The Shirelles ("Will You Love Me Tomorrow?"), The Marvelettes ("Mr Postman"), The Supremes, Martha & The Vandellas ("Dancing In The Street") , The Chordettes ("Mr Sandman"), The Exciters ("Tell Him"), The Crystals ("Da Doo Ron Ron", "He's A Rebel"), The Dixie Cups ("Chapel of Love"), The Chantels ("Maybe"), The Chiffons ("One Fine Day"), The Cookies, The Ronettes, The Shangri-Las, The Toys ("A Lover's Concerto"), The Poni-Tails ("Born Too Late"), The Blossoms ("Needle In A Haystack"), The Bobettes ("Mr Lee"), and The Angels (“My Boyfriend’s Back”, not “Am I ever Gonna See Your Face Again?”. Don’t say it.) all had huge chart hits and defined a generation, not only because of the music style, but also the broader American public began to accept the music of young, African-American woman at a time of social segregation. In addition, this was the era in which Phil Spector created his “Wall of Sound”.
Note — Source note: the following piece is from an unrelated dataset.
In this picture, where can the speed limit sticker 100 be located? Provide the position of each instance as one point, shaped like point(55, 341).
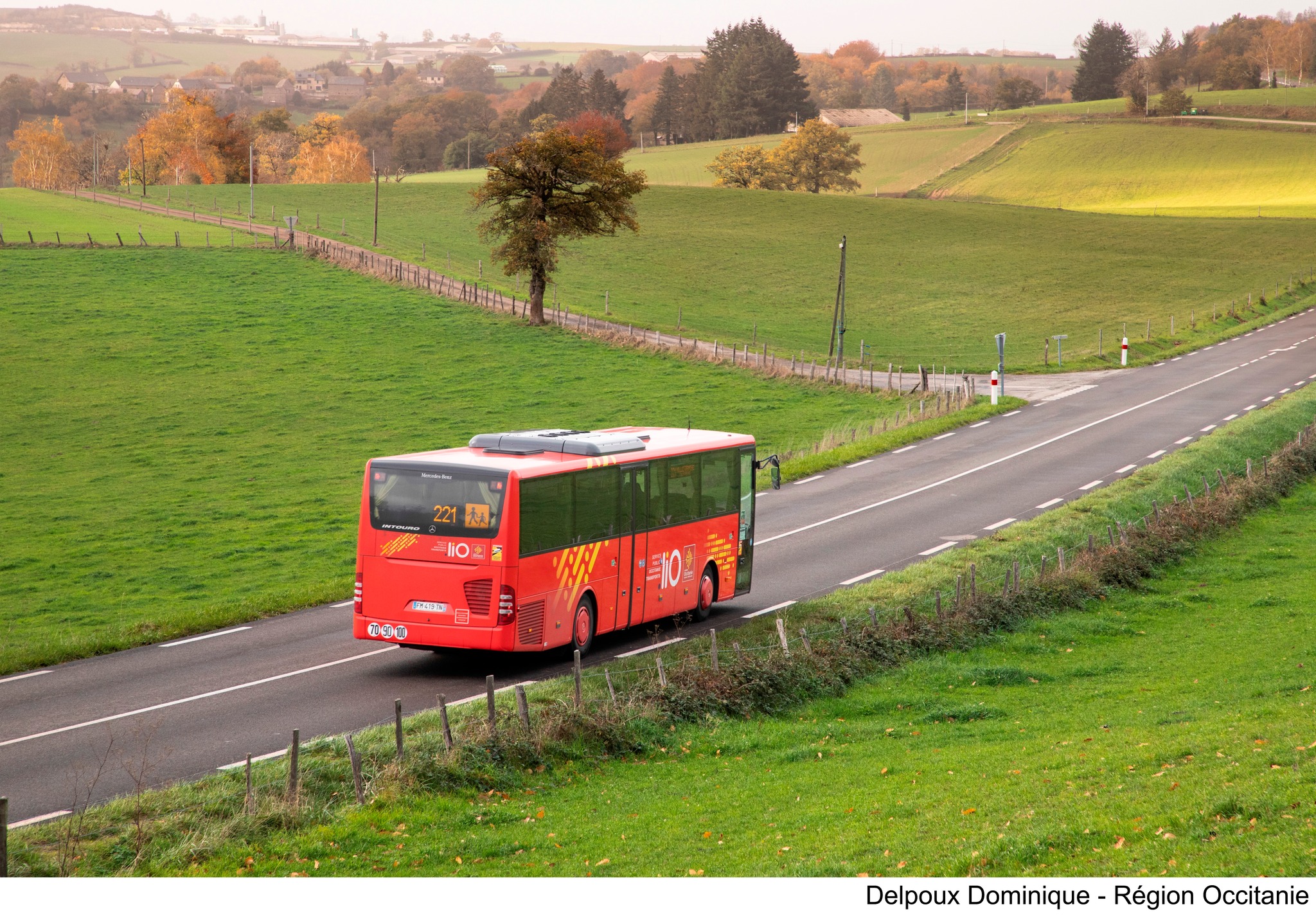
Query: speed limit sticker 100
point(387, 631)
So when I heard that The Fabulous Singlettes were coming to town, it was high on my list. Also, an old mate, Alison Jiear, was a 1980s member of that group that put on some fantastic shows.
This version opened with Betty Everett’s The Shoop Shoop Song, later also made popular by Cher, only this version featured bee-hive hairdos.
The hits kept coming with The Supremes, Dusty Springfield, The Ronettes’ “Be My Baby”, The Shangri-Las’ “Leader of The Pack”, Mary Welles’ “My Guy”, and the first act was rounded out with a rousing version of “River Deep, Mountain High”.
When the girls entered for the second act, I thought we were watching the stage version of Hairspray. The energy changed again when they started the disco set, which was mainly played for laughs with too many puns for my liking. Then they moved on to Madonna and some other 1980s music. The band, which consisted of one musician with a keyboard and a computer, did well in providing a full backing sound.
All three performers have exceptional and different pop voices, and group founder Naomi Eyers decided to continue with three different-figured performers, which has been consistent since The Fabulous Singlettes started. There’s the full-figured Melissa Langdon, the absolutely gorgeous Diane Dixon and Eyers, who is somewhere in between, binds the group. All are outstanding soloists and sing harmonies just as well.
This fun production, which is big on audience interaction, is only on until Sunday, March 8.